Half of Brits are confused about what foods they should be eating to avoid a funny tummy

HALF of Brits admit to being confused when it comes to what foods are right for their diet — with a quarter ditching an entire food group following a funny tummy.

Research of 2,000 adults revealed 29 per cent keep away from anything that makes them feel bloated and 28 per cent stay clear of items that lead to stomach cramps.

Half of Brits admit to being confused when it comes to what foods are right for their diet and a quarter have ditched an entire food group because of a funny tummyCredit: Getty – Contributor

As a result, 38 per cent stick to the same meals to be safe, missing out on a more varied diet, the survey by Arla LactoFREE found.

Some 30 per cent said they believe lactose-free products are healthier, but seven in 10 have never added any to their shopping basket.

Rachel Campbell, of Arla, said: “Our research shows we’re a nation who are missing out on a range of delicious meals.

“Whether you’re lactose intolerant or simply want to live your life without lactose, you should never feel restricted by your diet.”

Around one in 10 Brits are thought to have lactose intolerance, with the condition particularly prominent in people of African, Asian or South American descent.

It is caused by the body not making enough of a hormone called lactase which breaks down the sugar found in milk and dairy products.
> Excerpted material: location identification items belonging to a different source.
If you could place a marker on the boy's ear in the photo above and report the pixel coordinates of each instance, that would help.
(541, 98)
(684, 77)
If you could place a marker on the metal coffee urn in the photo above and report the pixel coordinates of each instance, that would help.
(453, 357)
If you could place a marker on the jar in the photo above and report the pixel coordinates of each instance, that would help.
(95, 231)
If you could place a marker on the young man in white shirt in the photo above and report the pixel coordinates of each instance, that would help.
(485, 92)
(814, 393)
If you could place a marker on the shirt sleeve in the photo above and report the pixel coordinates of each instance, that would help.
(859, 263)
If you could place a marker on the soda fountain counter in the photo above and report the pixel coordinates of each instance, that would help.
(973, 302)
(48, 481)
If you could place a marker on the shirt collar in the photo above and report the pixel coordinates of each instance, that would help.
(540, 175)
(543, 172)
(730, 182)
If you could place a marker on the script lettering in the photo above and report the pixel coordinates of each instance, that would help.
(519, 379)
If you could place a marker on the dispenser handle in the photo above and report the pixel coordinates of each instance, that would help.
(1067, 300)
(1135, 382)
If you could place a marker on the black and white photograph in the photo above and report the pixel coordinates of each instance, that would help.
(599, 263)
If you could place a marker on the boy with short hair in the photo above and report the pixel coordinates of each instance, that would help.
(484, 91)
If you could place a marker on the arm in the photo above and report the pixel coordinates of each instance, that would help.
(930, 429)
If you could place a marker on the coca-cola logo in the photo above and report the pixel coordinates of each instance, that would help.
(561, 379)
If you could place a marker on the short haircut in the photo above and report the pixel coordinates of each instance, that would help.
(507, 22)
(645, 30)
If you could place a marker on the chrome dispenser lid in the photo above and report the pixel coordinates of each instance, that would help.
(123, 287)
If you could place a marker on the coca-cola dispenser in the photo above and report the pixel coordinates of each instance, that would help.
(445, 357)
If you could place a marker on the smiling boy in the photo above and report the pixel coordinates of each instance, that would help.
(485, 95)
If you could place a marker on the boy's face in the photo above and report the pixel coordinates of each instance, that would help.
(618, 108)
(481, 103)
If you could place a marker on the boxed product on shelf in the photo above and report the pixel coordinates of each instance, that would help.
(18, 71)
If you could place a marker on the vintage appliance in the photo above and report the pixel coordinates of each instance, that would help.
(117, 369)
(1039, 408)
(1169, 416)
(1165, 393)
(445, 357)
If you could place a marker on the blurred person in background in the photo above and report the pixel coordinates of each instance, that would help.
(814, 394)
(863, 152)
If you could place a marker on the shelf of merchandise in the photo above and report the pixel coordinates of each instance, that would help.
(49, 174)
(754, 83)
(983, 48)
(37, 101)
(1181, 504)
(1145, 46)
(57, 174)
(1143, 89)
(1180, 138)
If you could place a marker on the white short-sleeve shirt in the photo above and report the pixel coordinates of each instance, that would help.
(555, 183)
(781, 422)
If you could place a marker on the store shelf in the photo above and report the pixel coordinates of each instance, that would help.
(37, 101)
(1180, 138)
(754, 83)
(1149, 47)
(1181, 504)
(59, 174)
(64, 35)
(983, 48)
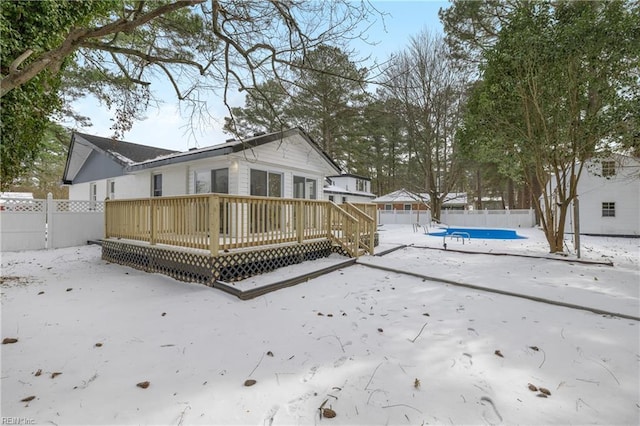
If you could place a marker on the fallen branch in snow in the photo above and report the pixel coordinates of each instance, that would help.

Signs of lactose intolerance include bloating, diarrhoea and stomach cramps.

Rhiannon Lambert, registered nutritionist, said: “Lactase is the body’s own enzyme that breaks down lactose into glucose and galactose so they can be absorbed through the intestinal wall and into our bloodstream.

“Those with a lactose allergy or intolerance, where the enzyme lactase is not present or doesn’t not function as effectively, may feel discomfort if lactose isn’t broken down into galactose and glucose in the intestines.

“If you are continuing to feel discomfort after eating certain food products, it’s always best to speak with a health professional to create a bespoke dietary plan.”

The research found nearly half of respondents said they want to make food choices that lead to feeling better physically and a quarter want to feel better mentally.

But 52 per cent feel confused when it comes to getting nutrition and diet right.

It also emerged 54 per cent were unaware of the difference between dairy-free and lactose-free options.

Some 71 per cent didn’t know lactose-free products do contain dairy, just without the lactase.

Nine in 10 feel it’s important to maintain a healthy gut, but 64 per cent were unaware lactose-free products can provide the same nutrients — like calcium and Vitamin D — as dairy products.

Around 30 per cent think lactose-free products are strictly for those who are lactose intolerant.